I  made homemade yeast rolls, cubed steak with onion gravy, corn on the cob, mustard greens, buttered rice and also chocolate chip english toffee cookies for today.  Once I finished prepping today’s dinner, I cooked the Guinness Beer Chicken I seasoned yesterday and allowed to marinate in a bottle of Guinness beer for 24 hours.

It looks phenomenal !  The sauce has brown sugar, scotch bonnet sauce, red rice wine vinegar, and ketchup in it.  I am going to make skillet mac and cheese for my mom to go with it.  Soft foods go down easier for her.  Her gums and mouth are sore and her throat gets sore off and on.

My mother’s nurse called her at 2 am after reviewing her labs that had just come in to leave a message saying her glucose level, because of the meds, has shot up over 600.  Her platelet count is extremely low, so they could not do her chemo yesterday.  It has been rescheduled for next week when her platelet count is above 100.

We called her doctor’s office to try to get her seen or have them call in a script for insulin, but because of the terrible snow storm they were not open today.  I am going to take her to emergency room in the morning after the snow has stopped and all the roads have been plowed.  They do not come to clean our driveway and sidewalks until tomorrow.

My sister, who is an RN has been on me all day to make her go to the ER as she is worried about her getting deathly ill because of the high blood sugar.  My mom used to be diabetic before having gastric bypass 10 years ago, so her blood sugar has not been elevated in 10 years.  With a compromised immune system, my sister says it is worse.  I would go out now, but the roads have not been dragged and getting into a car accident would not be cute either !

My my mom says she feels fine so she will just go in the morning. She is more worried about the “non-driving” people around here LOL.

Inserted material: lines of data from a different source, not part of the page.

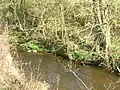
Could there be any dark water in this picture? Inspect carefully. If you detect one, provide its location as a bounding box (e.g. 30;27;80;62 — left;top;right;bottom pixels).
20;52;120;90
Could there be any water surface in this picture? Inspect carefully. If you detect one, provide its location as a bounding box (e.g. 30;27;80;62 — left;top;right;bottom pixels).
20;52;120;90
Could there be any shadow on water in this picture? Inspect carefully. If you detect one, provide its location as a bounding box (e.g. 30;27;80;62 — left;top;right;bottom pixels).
19;52;120;90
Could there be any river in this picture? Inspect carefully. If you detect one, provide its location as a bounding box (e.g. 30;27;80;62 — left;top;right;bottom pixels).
19;52;120;90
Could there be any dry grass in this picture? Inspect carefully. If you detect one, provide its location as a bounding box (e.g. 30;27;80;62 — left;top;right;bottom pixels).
0;33;49;90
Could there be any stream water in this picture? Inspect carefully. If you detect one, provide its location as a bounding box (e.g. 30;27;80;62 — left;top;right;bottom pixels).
19;52;120;90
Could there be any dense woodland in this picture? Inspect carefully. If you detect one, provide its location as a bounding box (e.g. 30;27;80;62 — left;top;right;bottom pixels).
0;0;120;90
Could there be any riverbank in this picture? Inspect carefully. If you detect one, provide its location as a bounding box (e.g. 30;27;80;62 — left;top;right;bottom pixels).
0;0;120;77
0;32;49;90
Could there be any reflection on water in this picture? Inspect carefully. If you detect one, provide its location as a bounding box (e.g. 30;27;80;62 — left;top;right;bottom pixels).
20;52;120;90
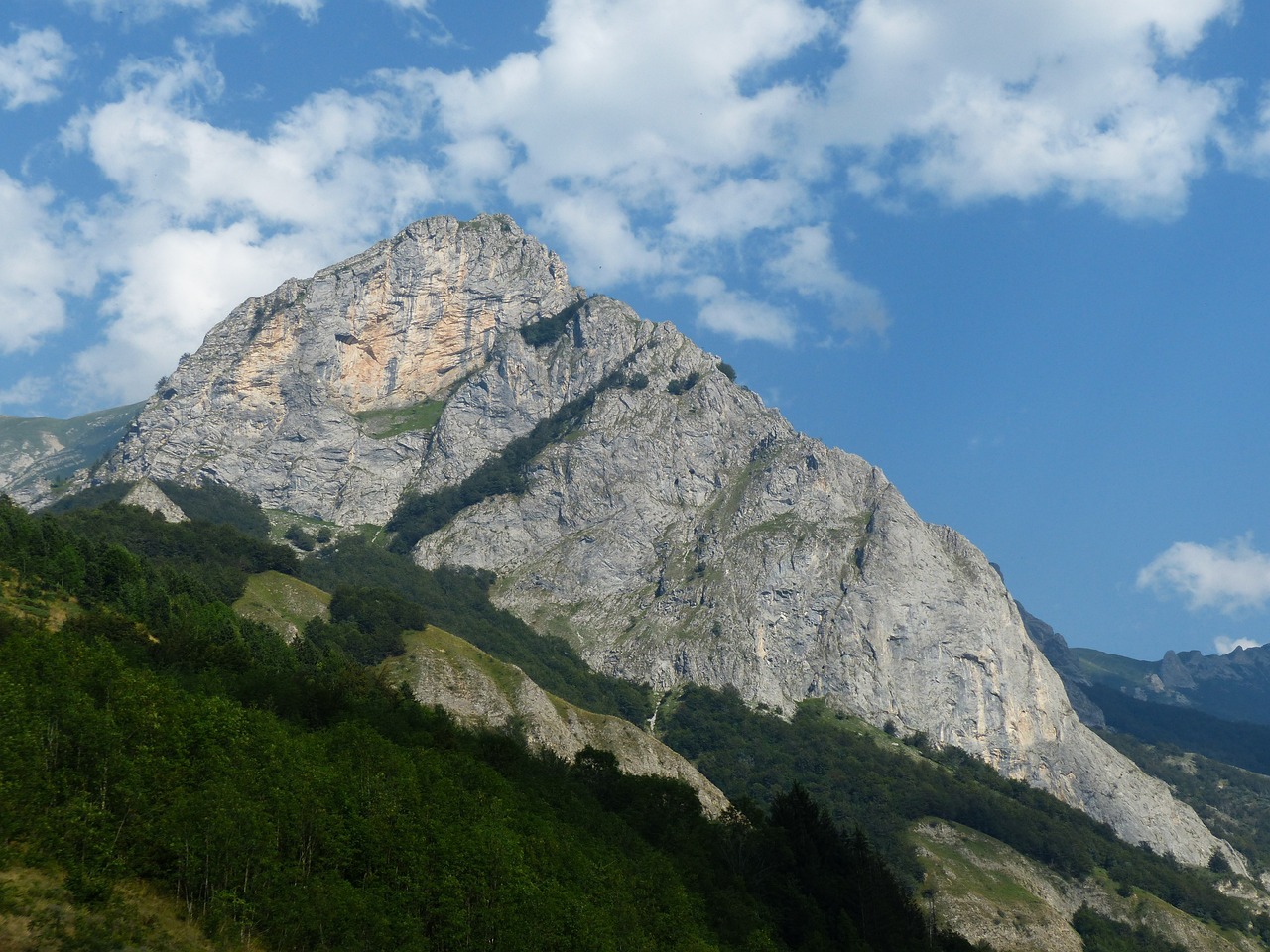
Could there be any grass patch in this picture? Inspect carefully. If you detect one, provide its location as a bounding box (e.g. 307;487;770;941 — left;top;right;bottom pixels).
234;571;330;639
353;400;445;439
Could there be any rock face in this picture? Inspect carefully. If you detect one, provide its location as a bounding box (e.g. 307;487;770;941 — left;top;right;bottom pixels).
103;217;576;523
119;480;190;522
1015;602;1107;727
0;404;141;508
384;629;729;816
107;217;1242;867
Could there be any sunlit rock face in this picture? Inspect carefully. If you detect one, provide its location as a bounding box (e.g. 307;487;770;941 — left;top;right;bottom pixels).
108;217;1242;867
103;217;576;523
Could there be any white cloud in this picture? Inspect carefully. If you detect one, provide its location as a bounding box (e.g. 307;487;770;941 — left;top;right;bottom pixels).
808;0;1238;216
58;49;433;400
1212;635;1261;654
267;0;323;22
66;0;208;23
689;274;798;346
0;376;52;408
66;0;323;25
17;0;1249;398
0;171;95;353
199;3;257;37
1138;536;1270;615
0;27;75;109
766;223;890;336
412;0;829;343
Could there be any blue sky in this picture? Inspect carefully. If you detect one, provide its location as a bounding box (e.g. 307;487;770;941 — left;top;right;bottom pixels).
0;0;1270;657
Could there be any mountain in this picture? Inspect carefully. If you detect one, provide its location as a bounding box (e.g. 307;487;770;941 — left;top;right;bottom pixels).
0;404;141;504
10;216;1242;869
1074;647;1270;725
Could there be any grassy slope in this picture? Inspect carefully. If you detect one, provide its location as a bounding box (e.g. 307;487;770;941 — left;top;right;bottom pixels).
0;404;141;486
234;571;330;639
909;820;1255;952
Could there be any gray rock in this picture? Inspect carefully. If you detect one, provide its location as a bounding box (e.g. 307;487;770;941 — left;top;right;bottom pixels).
96;217;1243;869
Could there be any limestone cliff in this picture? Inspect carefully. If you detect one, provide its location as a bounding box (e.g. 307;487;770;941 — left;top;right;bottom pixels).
104;217;1242;867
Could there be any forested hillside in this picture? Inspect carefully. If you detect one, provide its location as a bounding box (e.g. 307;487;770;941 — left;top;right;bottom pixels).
0;502;969;951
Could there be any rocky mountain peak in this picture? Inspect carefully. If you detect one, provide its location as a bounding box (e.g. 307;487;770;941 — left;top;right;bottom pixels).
103;217;1242;869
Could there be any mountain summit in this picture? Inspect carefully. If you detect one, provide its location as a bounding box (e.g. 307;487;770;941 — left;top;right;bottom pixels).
98;216;1242;869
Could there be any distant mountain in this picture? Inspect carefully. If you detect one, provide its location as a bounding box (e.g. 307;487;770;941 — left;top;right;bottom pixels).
0;404;142;505
1072;647;1270;725
2;216;1242;869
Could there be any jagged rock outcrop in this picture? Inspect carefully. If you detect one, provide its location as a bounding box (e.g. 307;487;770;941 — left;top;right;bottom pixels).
384;629;729;816
1072;645;1270;725
100;216;577;523
1015;602;1107;727
96;217;1242;867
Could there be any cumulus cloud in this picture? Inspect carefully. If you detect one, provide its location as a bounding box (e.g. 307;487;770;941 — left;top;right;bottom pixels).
766;223;890;336
1212;635;1261;654
0;376;52;408
1138;536;1270;615
0;27;75;109
412;0;829;343
809;0;1238;217
0;171;95;353
66;0;323;25
12;0;1270;398
689;274;798;345
58;47;432;400
66;0;208;22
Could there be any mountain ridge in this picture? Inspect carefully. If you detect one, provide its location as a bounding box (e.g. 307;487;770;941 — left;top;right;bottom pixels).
0;216;1242;869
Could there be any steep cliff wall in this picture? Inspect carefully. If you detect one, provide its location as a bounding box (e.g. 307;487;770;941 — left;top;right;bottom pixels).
98;217;1241;867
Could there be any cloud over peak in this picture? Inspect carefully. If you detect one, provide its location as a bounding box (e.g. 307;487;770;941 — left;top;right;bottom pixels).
1138;536;1270;615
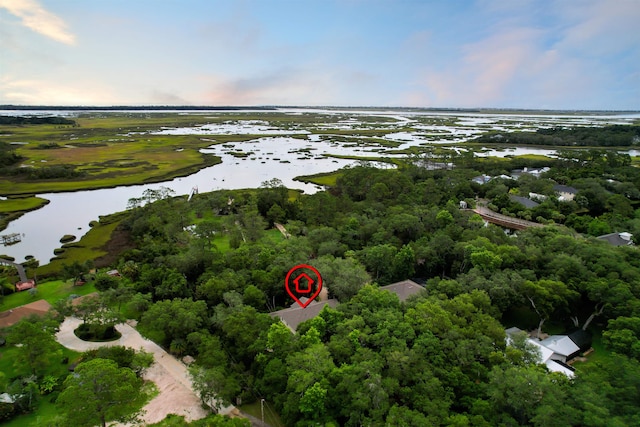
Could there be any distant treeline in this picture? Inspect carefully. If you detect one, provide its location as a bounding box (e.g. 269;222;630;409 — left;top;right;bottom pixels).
472;125;640;147
0;116;76;125
0;105;276;111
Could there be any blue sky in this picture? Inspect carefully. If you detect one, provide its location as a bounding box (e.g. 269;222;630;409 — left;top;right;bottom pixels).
0;0;640;110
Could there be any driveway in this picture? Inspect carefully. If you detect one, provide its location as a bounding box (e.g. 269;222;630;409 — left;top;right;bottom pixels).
56;317;235;424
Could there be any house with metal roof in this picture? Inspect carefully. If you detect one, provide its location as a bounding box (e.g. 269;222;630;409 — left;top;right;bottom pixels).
505;327;580;378
509;194;540;209
269;297;339;333
597;233;633;246
379;280;424;302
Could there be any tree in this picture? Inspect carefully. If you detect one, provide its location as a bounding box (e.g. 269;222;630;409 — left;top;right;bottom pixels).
523;280;579;337
312;255;371;302
57;359;142;427
140;298;207;345
189;365;240;411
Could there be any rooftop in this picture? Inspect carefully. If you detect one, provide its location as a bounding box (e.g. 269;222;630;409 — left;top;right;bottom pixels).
379;280;424;302
509;194;540;209
597;233;633;246
269;299;338;332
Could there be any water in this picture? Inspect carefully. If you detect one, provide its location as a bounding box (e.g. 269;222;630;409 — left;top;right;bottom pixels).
0;109;640;264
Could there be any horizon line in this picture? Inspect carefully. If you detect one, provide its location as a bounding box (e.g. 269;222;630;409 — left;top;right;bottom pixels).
0;104;640;113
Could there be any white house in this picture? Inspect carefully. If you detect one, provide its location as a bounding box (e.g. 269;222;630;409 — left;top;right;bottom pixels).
505;327;580;378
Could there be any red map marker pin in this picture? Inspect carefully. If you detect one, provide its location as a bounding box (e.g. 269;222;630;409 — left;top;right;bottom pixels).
284;264;322;308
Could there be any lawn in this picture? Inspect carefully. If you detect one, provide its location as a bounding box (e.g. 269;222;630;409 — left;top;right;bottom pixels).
0;345;80;427
239;400;284;427
0;280;96;311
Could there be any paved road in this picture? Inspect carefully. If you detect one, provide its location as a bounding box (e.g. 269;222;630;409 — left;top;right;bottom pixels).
56;317;235;424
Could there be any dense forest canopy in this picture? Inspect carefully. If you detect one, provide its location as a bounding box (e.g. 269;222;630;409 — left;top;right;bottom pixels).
1;123;640;426
104;152;640;426
473;125;640;147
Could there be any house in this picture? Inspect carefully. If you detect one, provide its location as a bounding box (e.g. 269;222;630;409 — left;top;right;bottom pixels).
511;166;551;179
505;327;580;378
471;175;492;185
529;193;547;202
597;232;633;246
540;335;580;363
15;279;36;292
553;184;578;202
509;194;540;209
0;299;51;328
269;297;339;333
378;280;424;302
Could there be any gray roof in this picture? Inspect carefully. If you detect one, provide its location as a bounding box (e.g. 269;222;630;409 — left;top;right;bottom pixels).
540;335;580;357
597;233;633;246
509;194;540;209
553;184;578;194
380;280;424;301
269;298;339;332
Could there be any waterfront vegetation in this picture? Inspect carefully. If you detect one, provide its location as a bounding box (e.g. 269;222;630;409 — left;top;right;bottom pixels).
0;196;49;231
0;113;640;426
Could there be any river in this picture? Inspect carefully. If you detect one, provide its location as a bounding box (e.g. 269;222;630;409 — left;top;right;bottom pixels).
0;109;640;264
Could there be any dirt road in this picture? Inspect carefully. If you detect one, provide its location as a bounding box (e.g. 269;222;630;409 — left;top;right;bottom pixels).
56;317;235;424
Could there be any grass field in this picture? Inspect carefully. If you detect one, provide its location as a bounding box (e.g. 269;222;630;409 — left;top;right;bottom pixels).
0;280;96;311
239;401;285;427
0;344;80;427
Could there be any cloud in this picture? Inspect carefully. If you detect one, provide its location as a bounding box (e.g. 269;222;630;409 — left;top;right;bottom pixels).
205;68;336;105
0;76;119;105
0;0;75;45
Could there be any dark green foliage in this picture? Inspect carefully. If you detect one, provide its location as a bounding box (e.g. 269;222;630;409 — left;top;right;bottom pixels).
110;142;640;426
474;125;640;147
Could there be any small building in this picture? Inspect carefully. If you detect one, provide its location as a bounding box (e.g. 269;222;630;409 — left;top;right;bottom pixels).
107;270;120;277
471;175;492;185
553;184;578;202
505;327;579;378
509;194;540;209
269;297;339;333
597;232;633;246
14;279;36;292
511;166;551;179
540;335;580;363
378;280;424;302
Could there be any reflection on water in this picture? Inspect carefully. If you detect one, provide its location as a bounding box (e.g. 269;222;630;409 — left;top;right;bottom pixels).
0;154;355;264
0;109;640;264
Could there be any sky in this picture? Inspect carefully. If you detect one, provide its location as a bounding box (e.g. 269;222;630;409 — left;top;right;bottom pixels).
0;0;640;110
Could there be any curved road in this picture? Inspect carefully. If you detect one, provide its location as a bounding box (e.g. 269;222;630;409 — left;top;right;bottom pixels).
56;317;235;424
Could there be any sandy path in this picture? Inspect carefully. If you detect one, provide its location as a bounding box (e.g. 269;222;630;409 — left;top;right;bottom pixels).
56;317;234;424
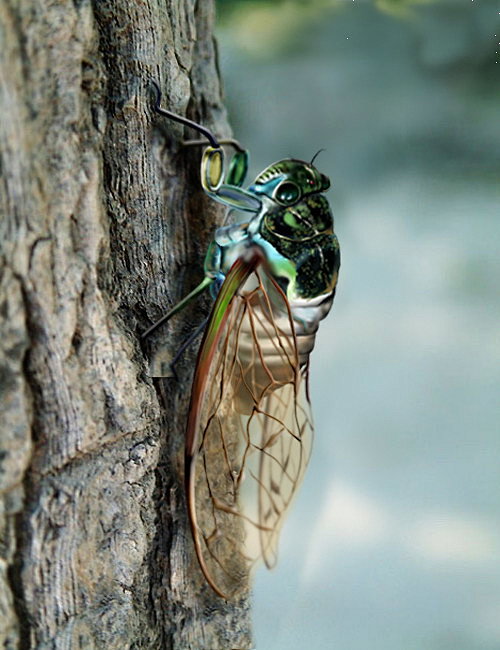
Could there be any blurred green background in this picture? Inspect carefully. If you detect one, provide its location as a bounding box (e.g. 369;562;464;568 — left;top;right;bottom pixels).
218;0;500;650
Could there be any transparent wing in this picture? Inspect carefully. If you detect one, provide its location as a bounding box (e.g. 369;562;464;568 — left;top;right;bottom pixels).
186;256;313;598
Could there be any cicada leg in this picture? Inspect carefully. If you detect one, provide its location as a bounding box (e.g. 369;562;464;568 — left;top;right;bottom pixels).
145;276;215;378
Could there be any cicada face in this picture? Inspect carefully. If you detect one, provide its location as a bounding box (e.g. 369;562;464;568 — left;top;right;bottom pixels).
249;158;330;205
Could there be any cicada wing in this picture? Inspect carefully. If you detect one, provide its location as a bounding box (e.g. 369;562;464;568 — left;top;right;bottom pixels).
186;253;313;598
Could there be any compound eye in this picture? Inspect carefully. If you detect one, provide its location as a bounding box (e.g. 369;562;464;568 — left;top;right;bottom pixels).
274;181;300;205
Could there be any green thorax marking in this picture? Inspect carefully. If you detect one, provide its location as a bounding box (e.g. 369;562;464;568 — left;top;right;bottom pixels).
259;194;340;300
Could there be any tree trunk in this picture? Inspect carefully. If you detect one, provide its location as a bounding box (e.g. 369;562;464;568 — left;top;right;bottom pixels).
0;0;250;650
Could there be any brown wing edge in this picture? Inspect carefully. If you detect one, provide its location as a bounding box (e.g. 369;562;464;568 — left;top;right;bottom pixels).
184;248;264;600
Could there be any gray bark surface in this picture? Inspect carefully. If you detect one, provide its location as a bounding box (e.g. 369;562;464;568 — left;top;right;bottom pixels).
0;0;251;650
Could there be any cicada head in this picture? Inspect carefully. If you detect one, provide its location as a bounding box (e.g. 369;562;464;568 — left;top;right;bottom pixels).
249;158;330;206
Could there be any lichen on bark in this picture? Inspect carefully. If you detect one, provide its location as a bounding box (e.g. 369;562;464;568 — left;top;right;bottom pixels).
0;0;251;650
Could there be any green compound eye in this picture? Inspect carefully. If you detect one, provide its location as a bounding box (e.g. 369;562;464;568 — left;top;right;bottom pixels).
275;181;300;205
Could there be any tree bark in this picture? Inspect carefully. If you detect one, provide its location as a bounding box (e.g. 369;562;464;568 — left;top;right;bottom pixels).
0;0;251;650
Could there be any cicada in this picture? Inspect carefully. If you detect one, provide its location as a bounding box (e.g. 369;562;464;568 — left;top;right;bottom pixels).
144;88;340;599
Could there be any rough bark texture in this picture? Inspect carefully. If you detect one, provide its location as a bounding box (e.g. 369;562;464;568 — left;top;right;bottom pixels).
0;0;250;650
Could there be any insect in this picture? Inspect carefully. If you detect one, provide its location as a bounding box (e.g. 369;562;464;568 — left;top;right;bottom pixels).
143;84;340;599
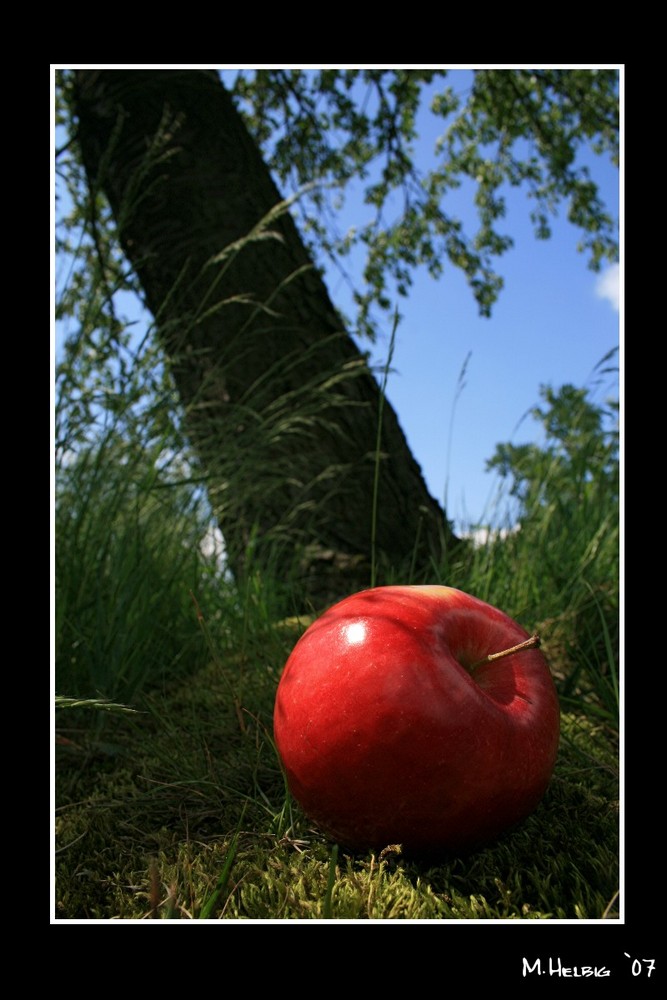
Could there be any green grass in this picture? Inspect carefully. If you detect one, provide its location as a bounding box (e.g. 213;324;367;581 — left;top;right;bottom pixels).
54;352;619;921
54;174;619;921
55;592;618;920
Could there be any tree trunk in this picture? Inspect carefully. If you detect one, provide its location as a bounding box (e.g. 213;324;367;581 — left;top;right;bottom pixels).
74;70;460;604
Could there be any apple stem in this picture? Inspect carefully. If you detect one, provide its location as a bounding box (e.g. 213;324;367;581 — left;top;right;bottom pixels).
469;635;540;670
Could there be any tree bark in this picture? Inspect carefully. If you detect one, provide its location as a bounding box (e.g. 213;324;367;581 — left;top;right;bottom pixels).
74;70;455;605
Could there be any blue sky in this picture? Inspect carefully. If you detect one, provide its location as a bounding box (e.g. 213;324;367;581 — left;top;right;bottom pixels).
294;70;622;531
53;67;622;532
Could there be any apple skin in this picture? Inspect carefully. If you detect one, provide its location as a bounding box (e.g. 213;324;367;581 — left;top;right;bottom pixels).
274;586;560;852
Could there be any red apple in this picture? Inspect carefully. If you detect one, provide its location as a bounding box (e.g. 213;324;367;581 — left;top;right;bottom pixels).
274;586;559;851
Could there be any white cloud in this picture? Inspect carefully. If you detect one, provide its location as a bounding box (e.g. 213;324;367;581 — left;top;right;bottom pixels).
461;524;521;549
595;264;620;312
199;524;225;569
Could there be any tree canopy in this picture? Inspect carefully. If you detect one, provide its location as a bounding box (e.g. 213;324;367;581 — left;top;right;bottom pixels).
56;69;619;590
232;69;619;335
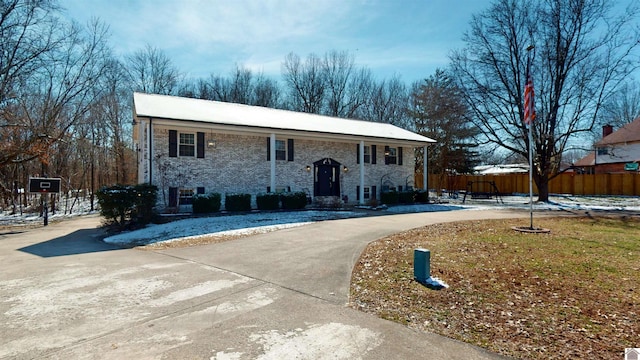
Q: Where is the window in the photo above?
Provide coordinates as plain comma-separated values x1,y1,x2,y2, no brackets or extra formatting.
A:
384,147,398,164
179,189,193,205
276,140,287,160
179,133,196,156
598,146,609,155
364,145,371,163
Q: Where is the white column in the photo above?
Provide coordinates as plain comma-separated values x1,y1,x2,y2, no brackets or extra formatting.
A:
358,141,364,205
269,134,276,192
422,145,429,196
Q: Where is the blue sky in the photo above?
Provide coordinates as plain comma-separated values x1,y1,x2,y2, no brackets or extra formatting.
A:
61,0,490,83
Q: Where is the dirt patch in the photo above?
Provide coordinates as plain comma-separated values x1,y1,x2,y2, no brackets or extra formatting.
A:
350,216,640,359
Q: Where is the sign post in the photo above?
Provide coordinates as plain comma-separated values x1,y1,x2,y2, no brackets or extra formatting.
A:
29,178,60,226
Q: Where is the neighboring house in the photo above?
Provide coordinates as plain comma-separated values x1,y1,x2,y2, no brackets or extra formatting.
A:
573,118,640,174
473,164,529,175
133,93,435,208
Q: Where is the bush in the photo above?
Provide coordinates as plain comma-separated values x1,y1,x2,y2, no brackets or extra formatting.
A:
280,191,307,210
131,184,158,224
380,191,400,205
224,194,251,211
192,193,222,214
398,190,415,204
413,190,429,204
96,184,158,227
256,193,280,210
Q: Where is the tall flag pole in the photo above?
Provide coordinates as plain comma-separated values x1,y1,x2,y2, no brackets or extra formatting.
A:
524,45,536,230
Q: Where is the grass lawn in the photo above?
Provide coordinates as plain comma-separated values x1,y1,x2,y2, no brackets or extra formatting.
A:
351,215,640,359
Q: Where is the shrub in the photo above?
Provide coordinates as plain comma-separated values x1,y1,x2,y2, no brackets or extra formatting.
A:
224,194,251,211
414,190,429,204
398,190,415,204
380,191,400,205
131,184,158,224
192,193,222,214
96,184,158,227
256,193,280,210
280,191,307,210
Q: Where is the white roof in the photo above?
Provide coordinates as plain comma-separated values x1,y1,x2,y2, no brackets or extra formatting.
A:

IVF #4 – Stim Day 8 – The 411

baby - ivf 4 stim day 8 scan

This morning, I went in for my monitoring appointment and labs and I now have 14 follicles !! One on the left is 2cm and there are two on the right that are larger than the others.  By Wednesday, they feel the smaller ones will catch up and I will be able to trigger on Wednesday and double trigger on Thursday for a Friday morning retrieval.

I am starting to feel very tired and ridiculously sleepy.  When I came in from my appointments this morning, I climbed back in my bed, turned on the heated blanket and went to sleep ! I woke up a few hours later and went upstairs into the kitchen and whipped up another pan of the soft and fluffy yeast rolls I made for the first time on Sunday.  They are so soft, sweet and yummy !  I had several colleagues who saw the pics on Facebook and demanded that I send them some.  I now have 8 bags of them in the freezer and will ship them out tomorrow after I get back from acupuncture.

I am having trouble trying to  focus.  My godmother was just diagnosed with recurrent breast cancer and my best friend’s mother was just diagnosed with lung and spinal cancer.  Although my godmother will be okay, I worry about my friend’s mom because the cancer on her spine has been there for years undiagnosed; to the point that it has mangled her ribs !  The good news is that the cancer on her lung is on the outside and the doctors feel that the cancer is treatable, but the work “inoperable” is what scares me.  2015 has been a true bitch for a lot of people I know.  I am just trying to stay positive and spread as much love and faith around as I can.  I am a witness that God can do exceedingly, abundantly above all we can ever think or imagine and He is also a healer.  I am putting all of them, my mom included, in the palm of His hand and I am standing on the unshakeable faith that God is bigger than any problem.